If I purchase an ebook from a publisher, it's most usually encrypted, so once again, it's still not searchable from my own various computers, though it can be "unlocked" for the purposes of reading it, and that tool used to "unlock" it may offer some rudimentary search capability on the single platform the unlock tool runs on. But what if you want to perform a search not just of one book, but every encrypted book you've ever bought?
IF publishers sold their books in unencrypted form, it shouldn't be too much work to put them on a home server (not for public access, just for internal use), then they can be searched from any computer in the local network.
Since most books are not sold that way, why not just use a Google search instead when one is looking for information.
I suppose it would be possible for Google to have a system where if you purchase a book, they could offer purchasers full-text search rights in perpetuity.

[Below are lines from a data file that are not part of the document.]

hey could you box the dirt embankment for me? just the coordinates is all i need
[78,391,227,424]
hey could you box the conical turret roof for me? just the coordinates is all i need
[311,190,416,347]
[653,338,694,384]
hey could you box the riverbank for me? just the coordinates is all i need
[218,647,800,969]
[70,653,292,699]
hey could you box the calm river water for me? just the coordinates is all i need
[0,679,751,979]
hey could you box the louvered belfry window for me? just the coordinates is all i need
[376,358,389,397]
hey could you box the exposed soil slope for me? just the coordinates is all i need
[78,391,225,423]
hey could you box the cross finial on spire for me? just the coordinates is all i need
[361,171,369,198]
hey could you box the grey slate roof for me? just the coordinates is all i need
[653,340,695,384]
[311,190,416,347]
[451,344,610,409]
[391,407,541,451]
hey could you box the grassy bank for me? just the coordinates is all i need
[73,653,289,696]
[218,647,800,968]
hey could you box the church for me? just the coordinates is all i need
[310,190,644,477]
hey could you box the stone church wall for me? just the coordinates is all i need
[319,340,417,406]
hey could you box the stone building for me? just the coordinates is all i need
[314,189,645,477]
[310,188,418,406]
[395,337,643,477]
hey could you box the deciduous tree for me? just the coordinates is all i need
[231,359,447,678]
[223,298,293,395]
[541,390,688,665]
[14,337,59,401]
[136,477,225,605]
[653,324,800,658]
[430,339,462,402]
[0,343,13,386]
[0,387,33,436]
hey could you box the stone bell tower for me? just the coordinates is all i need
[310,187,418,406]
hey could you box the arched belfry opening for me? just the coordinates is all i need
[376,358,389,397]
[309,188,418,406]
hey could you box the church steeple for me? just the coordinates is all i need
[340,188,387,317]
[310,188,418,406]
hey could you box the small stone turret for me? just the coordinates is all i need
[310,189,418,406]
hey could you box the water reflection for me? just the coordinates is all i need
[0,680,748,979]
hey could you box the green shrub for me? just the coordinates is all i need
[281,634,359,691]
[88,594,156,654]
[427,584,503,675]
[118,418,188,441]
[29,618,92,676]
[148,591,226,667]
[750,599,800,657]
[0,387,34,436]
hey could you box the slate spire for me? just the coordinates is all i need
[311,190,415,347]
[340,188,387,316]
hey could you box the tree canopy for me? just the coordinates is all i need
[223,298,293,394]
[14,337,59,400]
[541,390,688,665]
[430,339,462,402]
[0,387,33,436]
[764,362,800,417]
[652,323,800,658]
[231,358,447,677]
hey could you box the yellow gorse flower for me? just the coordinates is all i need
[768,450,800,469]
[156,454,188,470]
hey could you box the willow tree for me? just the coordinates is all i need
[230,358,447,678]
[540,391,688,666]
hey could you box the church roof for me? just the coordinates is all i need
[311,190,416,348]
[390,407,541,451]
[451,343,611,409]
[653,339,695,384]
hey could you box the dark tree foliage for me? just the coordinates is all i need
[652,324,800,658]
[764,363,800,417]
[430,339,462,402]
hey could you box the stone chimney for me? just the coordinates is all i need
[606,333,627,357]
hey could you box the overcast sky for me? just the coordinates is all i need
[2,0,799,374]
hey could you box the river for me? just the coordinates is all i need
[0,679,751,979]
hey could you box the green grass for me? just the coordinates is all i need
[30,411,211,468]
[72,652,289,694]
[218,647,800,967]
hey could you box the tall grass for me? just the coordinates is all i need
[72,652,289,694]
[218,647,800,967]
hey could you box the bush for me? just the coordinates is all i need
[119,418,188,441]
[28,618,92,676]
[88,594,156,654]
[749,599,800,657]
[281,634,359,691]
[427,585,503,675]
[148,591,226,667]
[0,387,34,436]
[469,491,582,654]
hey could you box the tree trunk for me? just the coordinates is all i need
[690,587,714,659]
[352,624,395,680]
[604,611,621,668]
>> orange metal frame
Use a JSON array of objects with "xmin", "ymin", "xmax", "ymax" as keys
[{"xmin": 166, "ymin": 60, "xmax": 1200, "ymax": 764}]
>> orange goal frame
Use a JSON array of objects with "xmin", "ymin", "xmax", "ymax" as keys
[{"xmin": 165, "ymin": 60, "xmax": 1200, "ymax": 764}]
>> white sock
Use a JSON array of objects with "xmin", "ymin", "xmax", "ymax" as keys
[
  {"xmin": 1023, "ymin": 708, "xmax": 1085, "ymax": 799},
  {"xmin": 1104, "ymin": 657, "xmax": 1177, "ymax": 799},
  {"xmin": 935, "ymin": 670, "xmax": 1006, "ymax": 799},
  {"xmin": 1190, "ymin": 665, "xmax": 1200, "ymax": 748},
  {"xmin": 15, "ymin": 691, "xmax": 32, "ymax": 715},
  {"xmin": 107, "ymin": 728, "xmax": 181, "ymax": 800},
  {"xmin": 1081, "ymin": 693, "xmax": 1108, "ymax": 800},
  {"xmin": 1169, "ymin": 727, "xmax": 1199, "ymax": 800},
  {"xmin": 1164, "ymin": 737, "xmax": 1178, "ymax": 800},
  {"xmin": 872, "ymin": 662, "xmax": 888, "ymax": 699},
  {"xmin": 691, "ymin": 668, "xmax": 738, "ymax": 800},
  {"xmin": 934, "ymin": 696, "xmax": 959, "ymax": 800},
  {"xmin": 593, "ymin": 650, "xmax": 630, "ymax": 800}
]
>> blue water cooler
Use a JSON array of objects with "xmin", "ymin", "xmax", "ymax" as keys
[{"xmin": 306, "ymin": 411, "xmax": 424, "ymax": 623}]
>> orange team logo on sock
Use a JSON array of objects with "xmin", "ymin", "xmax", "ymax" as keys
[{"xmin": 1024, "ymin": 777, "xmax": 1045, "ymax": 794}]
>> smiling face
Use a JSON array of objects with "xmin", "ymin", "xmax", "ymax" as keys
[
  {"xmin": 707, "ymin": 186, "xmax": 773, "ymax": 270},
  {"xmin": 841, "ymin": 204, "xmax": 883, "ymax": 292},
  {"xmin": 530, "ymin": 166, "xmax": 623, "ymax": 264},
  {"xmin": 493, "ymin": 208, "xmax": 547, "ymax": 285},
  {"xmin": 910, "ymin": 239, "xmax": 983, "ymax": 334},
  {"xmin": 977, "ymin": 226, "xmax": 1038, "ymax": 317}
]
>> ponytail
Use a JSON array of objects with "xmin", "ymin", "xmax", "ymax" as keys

Look at Amazon Kindle. Amazon can delete a purchased book in the customer's supposed "possession" at Amazon's will. Sure, they recently reversed that decision (you have to "request" that it be reversed), but the capability is there. Is that "Kindle bookshelf", and all the books contained therein, text searchable from one's other, desktop computer, or the laptop, or the kitchen computer (for recipes)? And what Happens when Amazon comes out with Kindle 2 or 3? Will Kindle 1, and all the books it contains, be like the useless Analog TV I have sitting around here that's no longer able to receive any local broadcasts, because all broadcasts are now digital?
Google built a better model for extracting specific information from text. By doing so, they've obsoleted older ways of getting information, such as purchasing a book for a slow, deliberate reading, where 99.9999% of the words read are not specifically what you were looking for at that moment.